Nepal uses both the DMY and YMD format when writing dates, and uses 12-hour format for time.

== Date ==
YYYY-MM-DD is official date format for the Bikram Sambat calendar used in Nepal. While speaking and writing full BS dates, the mmmm d, yyyy format is often used alongside the yyyy mmmm d format. For instance, the 23rd of Chaitra, 2077 BS can be spoken and written as Chaitra 23, 2077 (चैत २३, २०७७) or 2077 Chaitra 23 (२०७७ चैत २३). An example of Vikram Samvat YYYY-MM-DD usage used is the online news portal Onlinekhabar. When using the Gregorian calendar, both YYYY-MM-DD and DD/MM/YYYY format can be used. While the DMY format is used when writing full Gregorian dates, the MDY format is also acceptable. All government documents need to be filled up in the YYYY-MM-DD format. A week starts on a Sunday (आइतबार) and ends on a Saturday (शनिबार).

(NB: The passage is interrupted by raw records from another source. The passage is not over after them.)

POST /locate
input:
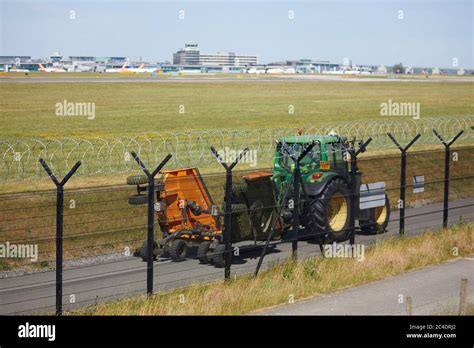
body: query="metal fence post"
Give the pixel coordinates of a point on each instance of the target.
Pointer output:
(59, 229)
(228, 207)
(447, 153)
(150, 217)
(403, 174)
(353, 185)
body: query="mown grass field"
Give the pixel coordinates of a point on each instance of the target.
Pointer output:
(131, 109)
(103, 221)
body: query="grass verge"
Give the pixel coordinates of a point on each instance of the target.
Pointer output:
(299, 279)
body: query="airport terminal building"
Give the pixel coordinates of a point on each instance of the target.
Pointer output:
(191, 55)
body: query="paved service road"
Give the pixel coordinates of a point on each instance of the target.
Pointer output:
(89, 284)
(433, 290)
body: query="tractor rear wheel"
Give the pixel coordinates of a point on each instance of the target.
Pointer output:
(178, 250)
(330, 211)
(379, 218)
(203, 248)
(144, 248)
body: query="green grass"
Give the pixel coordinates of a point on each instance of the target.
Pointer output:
(303, 278)
(124, 109)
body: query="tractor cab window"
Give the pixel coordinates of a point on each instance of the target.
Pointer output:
(311, 157)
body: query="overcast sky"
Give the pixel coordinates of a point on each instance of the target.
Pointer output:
(418, 33)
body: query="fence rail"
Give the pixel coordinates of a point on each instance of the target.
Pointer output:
(19, 157)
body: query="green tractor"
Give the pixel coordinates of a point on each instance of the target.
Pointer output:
(325, 199)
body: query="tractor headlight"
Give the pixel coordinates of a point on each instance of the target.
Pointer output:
(159, 207)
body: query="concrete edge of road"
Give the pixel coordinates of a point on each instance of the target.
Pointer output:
(261, 311)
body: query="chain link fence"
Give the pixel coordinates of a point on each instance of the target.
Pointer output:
(19, 157)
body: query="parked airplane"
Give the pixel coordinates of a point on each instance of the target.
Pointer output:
(125, 70)
(43, 69)
(15, 69)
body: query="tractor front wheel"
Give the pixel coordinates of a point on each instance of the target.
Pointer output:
(378, 221)
(330, 211)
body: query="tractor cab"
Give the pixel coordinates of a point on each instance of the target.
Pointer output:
(326, 159)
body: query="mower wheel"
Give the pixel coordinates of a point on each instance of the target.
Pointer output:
(203, 248)
(138, 199)
(143, 250)
(178, 250)
(137, 180)
(219, 258)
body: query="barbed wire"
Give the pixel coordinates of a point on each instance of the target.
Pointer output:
(19, 157)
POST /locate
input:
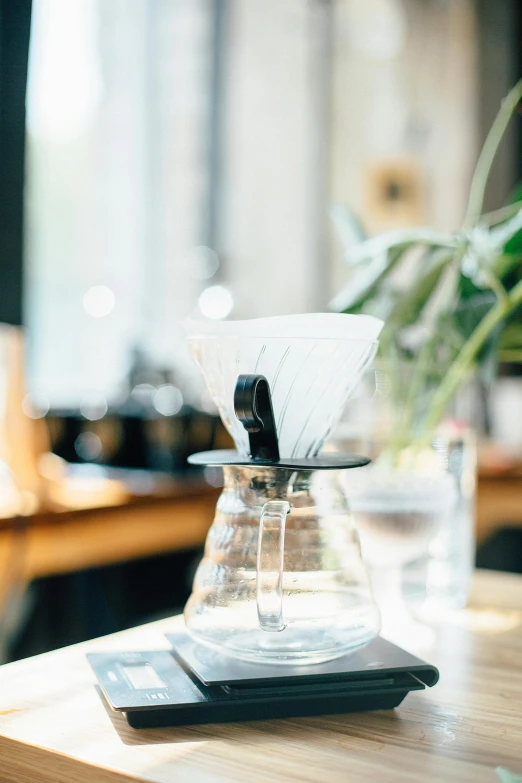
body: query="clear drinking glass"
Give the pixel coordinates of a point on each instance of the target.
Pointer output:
(282, 578)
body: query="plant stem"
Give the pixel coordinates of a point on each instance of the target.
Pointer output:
(464, 362)
(487, 155)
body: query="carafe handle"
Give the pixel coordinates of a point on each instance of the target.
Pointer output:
(270, 561)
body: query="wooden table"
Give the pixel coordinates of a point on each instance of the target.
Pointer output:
(55, 728)
(176, 514)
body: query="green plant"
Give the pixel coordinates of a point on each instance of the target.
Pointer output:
(461, 313)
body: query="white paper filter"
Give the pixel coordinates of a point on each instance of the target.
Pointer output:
(312, 363)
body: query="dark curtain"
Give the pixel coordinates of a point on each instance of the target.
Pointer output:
(15, 23)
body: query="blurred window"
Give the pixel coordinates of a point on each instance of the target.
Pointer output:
(183, 154)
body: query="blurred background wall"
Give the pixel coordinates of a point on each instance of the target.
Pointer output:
(182, 156)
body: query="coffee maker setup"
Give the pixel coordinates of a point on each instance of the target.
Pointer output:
(281, 621)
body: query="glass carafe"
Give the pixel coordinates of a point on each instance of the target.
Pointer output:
(282, 578)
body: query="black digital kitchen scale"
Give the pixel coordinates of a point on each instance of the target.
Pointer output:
(194, 684)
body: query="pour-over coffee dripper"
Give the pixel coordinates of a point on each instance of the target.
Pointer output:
(282, 578)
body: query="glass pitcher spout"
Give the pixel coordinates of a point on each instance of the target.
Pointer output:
(282, 579)
(270, 563)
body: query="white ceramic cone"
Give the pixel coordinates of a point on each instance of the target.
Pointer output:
(312, 363)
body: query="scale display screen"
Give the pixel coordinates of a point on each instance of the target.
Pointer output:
(142, 676)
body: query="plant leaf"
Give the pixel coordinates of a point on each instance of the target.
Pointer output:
(364, 283)
(412, 302)
(348, 226)
(502, 234)
(403, 238)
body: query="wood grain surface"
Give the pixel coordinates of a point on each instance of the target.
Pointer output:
(54, 727)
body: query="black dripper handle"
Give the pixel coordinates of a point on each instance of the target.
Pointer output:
(253, 407)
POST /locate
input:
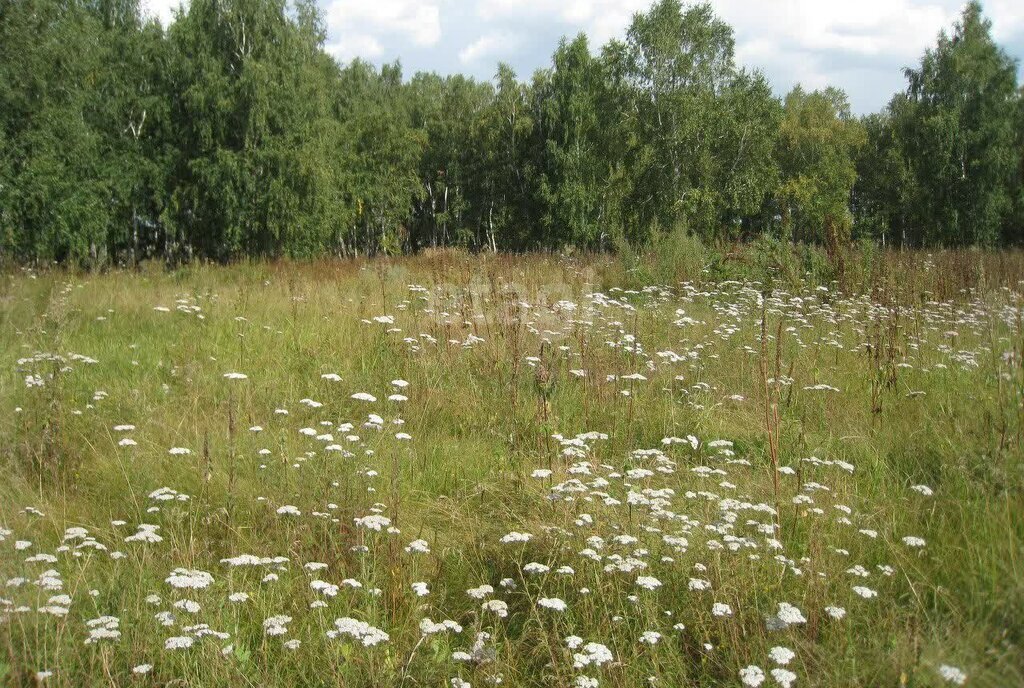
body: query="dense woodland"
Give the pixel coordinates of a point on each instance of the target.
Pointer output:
(232, 133)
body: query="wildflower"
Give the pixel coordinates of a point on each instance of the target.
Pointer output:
(104, 628)
(953, 675)
(593, 653)
(276, 626)
(418, 547)
(752, 676)
(178, 643)
(836, 612)
(781, 655)
(373, 522)
(783, 677)
(187, 605)
(480, 592)
(194, 578)
(552, 603)
(788, 614)
(361, 631)
(648, 583)
(721, 609)
(516, 538)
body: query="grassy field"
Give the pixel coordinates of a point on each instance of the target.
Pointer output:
(535, 471)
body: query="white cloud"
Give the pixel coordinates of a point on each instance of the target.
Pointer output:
(365, 24)
(161, 9)
(489, 45)
(354, 46)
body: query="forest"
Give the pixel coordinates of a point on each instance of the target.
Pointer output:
(231, 133)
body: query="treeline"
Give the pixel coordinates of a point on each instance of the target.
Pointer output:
(232, 133)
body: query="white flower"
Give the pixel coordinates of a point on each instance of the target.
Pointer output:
(783, 677)
(194, 578)
(721, 609)
(178, 643)
(650, 637)
(836, 612)
(593, 653)
(480, 592)
(516, 538)
(276, 626)
(418, 547)
(953, 675)
(752, 676)
(373, 522)
(648, 583)
(781, 655)
(552, 603)
(361, 631)
(498, 607)
(865, 593)
(788, 614)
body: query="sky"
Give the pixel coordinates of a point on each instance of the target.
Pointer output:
(860, 46)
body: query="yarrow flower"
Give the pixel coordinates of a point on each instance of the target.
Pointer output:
(953, 675)
(783, 677)
(552, 603)
(179, 643)
(752, 676)
(361, 631)
(648, 583)
(516, 538)
(650, 637)
(781, 655)
(721, 609)
(184, 577)
(592, 654)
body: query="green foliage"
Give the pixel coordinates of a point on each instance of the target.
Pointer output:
(948, 143)
(817, 146)
(233, 133)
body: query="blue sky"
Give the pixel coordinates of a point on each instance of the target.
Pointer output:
(860, 46)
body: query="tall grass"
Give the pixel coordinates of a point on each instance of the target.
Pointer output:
(904, 367)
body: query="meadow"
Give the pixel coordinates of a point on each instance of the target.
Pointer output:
(455, 471)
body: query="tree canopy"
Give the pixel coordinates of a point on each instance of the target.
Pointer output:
(233, 133)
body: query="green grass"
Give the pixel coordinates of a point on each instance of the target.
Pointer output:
(925, 406)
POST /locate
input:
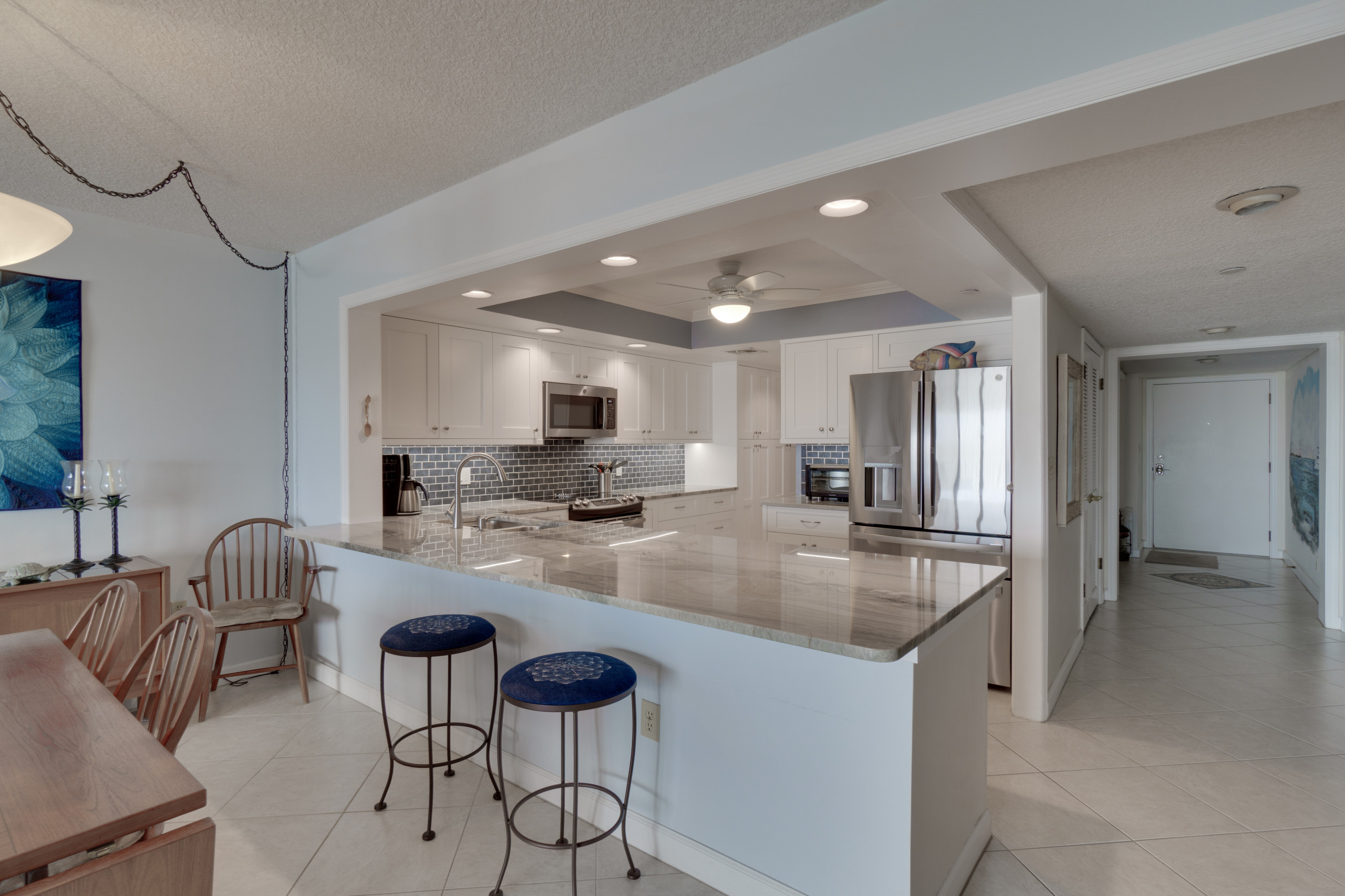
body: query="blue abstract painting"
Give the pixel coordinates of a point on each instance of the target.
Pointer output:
(1303, 451)
(41, 408)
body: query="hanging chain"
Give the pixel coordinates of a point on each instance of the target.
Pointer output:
(181, 170)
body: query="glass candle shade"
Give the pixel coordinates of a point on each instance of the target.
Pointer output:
(76, 485)
(113, 477)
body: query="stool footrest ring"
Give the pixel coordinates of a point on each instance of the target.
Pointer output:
(567, 845)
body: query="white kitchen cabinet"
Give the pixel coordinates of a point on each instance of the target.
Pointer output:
(815, 389)
(759, 404)
(518, 388)
(568, 363)
(466, 388)
(411, 379)
(690, 418)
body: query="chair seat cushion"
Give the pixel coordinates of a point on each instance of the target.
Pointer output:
(243, 612)
(568, 680)
(436, 634)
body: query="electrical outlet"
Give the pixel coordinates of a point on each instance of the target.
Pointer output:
(650, 720)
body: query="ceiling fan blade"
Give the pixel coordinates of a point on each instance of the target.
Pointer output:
(779, 295)
(681, 287)
(760, 282)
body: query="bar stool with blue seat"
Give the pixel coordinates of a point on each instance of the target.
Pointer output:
(433, 637)
(568, 682)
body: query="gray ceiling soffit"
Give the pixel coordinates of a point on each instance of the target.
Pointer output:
(570, 310)
(848, 315)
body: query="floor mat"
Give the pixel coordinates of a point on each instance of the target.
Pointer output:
(1211, 580)
(1181, 559)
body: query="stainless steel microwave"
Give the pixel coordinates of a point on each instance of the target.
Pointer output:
(579, 412)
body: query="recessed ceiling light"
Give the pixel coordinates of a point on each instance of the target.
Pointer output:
(844, 207)
(1253, 201)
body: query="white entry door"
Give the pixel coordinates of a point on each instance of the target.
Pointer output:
(1209, 465)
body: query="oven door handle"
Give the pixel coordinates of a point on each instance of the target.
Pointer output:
(940, 545)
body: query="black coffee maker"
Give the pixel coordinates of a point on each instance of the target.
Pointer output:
(401, 493)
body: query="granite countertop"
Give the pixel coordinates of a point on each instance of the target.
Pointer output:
(803, 501)
(875, 607)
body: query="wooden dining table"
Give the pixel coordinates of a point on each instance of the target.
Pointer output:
(77, 770)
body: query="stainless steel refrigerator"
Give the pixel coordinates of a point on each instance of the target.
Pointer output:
(930, 475)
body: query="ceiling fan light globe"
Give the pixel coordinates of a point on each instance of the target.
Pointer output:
(27, 231)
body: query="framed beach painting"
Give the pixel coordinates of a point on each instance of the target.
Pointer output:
(41, 392)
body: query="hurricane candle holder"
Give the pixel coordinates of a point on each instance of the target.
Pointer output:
(113, 485)
(75, 489)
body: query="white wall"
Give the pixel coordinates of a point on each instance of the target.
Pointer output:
(1312, 420)
(182, 374)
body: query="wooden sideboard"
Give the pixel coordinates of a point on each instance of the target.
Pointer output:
(57, 605)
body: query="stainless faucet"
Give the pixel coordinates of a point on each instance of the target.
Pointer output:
(458, 485)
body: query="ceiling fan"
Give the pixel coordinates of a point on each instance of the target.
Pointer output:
(732, 295)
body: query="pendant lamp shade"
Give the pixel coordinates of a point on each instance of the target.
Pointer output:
(27, 231)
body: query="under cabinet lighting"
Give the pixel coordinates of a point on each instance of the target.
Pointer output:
(844, 207)
(503, 563)
(618, 544)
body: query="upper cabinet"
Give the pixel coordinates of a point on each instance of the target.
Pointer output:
(570, 363)
(815, 387)
(759, 404)
(411, 380)
(444, 382)
(518, 388)
(467, 384)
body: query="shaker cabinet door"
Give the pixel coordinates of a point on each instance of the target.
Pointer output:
(411, 380)
(518, 388)
(466, 393)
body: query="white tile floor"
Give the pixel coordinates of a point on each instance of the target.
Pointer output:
(292, 790)
(1199, 747)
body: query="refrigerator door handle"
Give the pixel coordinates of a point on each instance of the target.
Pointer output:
(939, 545)
(927, 455)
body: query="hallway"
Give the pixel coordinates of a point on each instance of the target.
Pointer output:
(1196, 750)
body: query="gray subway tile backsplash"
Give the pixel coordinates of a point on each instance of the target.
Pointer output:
(539, 473)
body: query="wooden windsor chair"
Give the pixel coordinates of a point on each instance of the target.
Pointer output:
(256, 578)
(175, 665)
(102, 629)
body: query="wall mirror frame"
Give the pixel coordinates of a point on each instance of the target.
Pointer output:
(1070, 431)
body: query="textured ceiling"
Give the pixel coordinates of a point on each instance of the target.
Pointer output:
(1132, 241)
(308, 118)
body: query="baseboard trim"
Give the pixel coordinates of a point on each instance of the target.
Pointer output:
(690, 857)
(1063, 676)
(967, 859)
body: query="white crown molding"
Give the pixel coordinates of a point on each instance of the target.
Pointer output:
(1251, 41)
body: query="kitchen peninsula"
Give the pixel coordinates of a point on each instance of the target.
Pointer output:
(822, 711)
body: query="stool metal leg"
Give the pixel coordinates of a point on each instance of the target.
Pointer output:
(634, 873)
(382, 696)
(490, 728)
(509, 828)
(575, 817)
(561, 840)
(429, 747)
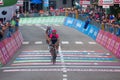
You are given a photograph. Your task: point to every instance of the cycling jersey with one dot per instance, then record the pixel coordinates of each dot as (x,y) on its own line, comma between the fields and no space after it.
(54,38)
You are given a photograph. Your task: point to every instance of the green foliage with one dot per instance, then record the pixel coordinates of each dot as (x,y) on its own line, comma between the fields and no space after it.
(8,3)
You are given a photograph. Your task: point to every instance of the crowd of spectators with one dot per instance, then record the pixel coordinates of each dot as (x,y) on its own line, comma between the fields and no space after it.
(97,17)
(9,27)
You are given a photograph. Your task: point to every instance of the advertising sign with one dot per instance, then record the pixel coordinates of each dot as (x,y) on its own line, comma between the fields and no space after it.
(116,1)
(19,3)
(84,2)
(46,3)
(1,2)
(105,2)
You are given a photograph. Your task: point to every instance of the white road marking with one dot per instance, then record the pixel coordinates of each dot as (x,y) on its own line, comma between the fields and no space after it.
(38,42)
(25,42)
(65,42)
(92,42)
(78,42)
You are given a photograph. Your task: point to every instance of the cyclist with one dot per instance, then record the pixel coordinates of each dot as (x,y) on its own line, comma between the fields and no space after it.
(48,32)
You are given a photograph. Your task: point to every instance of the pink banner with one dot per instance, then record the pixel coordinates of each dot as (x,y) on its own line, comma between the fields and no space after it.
(104,38)
(118,52)
(109,40)
(116,1)
(116,46)
(112,42)
(4,52)
(99,36)
(14,44)
(17,39)
(8,46)
(2,60)
(20,36)
(118,49)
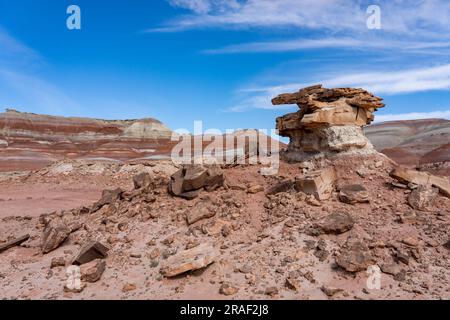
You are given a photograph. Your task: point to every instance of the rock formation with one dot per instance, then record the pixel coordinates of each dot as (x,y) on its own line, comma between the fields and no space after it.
(329,121)
(31,141)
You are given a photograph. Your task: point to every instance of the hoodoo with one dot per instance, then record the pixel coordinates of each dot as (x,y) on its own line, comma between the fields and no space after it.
(329,122)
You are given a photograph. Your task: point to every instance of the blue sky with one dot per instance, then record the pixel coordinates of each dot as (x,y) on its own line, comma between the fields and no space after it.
(220,61)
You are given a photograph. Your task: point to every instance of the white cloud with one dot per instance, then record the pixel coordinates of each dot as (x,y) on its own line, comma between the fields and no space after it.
(379,82)
(399,17)
(20,82)
(323,43)
(198,6)
(413,116)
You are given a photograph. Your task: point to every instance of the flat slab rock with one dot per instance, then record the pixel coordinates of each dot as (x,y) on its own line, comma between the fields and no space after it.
(189,260)
(91,251)
(405,175)
(335,223)
(354,193)
(13,243)
(423,197)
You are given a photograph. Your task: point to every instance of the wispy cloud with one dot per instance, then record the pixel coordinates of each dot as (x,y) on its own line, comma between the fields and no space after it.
(21,86)
(400,16)
(380,82)
(303,44)
(413,116)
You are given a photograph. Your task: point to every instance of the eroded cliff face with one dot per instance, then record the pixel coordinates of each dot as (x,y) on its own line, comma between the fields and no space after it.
(329,122)
(30,141)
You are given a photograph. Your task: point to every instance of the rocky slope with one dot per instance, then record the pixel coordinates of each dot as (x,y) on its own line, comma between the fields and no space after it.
(253,237)
(424,143)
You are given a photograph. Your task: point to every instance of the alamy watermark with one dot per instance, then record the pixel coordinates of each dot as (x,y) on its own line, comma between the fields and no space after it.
(374,19)
(73,281)
(374,278)
(73,22)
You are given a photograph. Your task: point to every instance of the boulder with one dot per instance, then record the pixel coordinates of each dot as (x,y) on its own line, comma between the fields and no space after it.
(142,180)
(202,210)
(176,183)
(187,182)
(14,242)
(108,197)
(354,193)
(189,260)
(58,262)
(408,176)
(335,223)
(283,186)
(214,180)
(194,178)
(55,233)
(423,197)
(90,251)
(318,183)
(228,290)
(92,271)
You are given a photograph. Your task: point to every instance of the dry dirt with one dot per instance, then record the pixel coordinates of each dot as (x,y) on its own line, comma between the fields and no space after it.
(265,244)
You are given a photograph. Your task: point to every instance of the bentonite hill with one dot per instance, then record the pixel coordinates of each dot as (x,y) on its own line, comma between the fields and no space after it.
(338,221)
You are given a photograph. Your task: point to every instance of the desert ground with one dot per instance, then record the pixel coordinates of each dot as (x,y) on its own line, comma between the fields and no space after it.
(348,225)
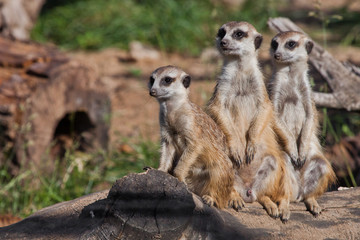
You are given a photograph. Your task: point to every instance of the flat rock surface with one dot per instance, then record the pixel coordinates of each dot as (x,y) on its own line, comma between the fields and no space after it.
(155,205)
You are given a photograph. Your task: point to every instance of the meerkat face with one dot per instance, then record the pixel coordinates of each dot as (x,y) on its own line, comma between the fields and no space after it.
(167,82)
(290,47)
(238,39)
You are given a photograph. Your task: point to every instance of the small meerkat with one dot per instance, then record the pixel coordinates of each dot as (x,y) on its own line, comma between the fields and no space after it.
(296,116)
(192,146)
(241,107)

=== Nepali months and days ===

==== Months ====
The names of months in the Vikram Samvat in Nepali with their roughly corresponding Gregorian months are given below.

| Month | Gregorian |
|---|---|
| बैशाख | April – May |
| जेठ | May – June |
| असार | June – July |
| श्रावण | July – August |
| भदौ | August – September |
| आश्विन | September – October |
| कार्तिक | October – November |
| मंसिर | November – December |
| पुष | December – January |
| माघ | January – February |
| फाल्गुन | February – March |
| चैत्र | March – April |

==== Days ====
The names of days in Nepali alongside their corresponding English days are given below:

| Nepali | English |
|---|---|
| आइतबार | Sunday |
| सोमबार | Monday |
| मंगलबार | Tuesday |
| बुधबार | Wednesday |
| बिहिबार | Thursday |
| शुक्रबार | Friday |
| शनिबार | Saturday |

==Time==

The 12-hour notation is widely used in daily life, written communication, and is used in spoken language. The 24-hour notation is used only in rare situations where there would be widespread ambiguity. Examples include plane departure and landing timings. A colon is widely used to separate hours, minutes and seconds (e.g., 14:39:16).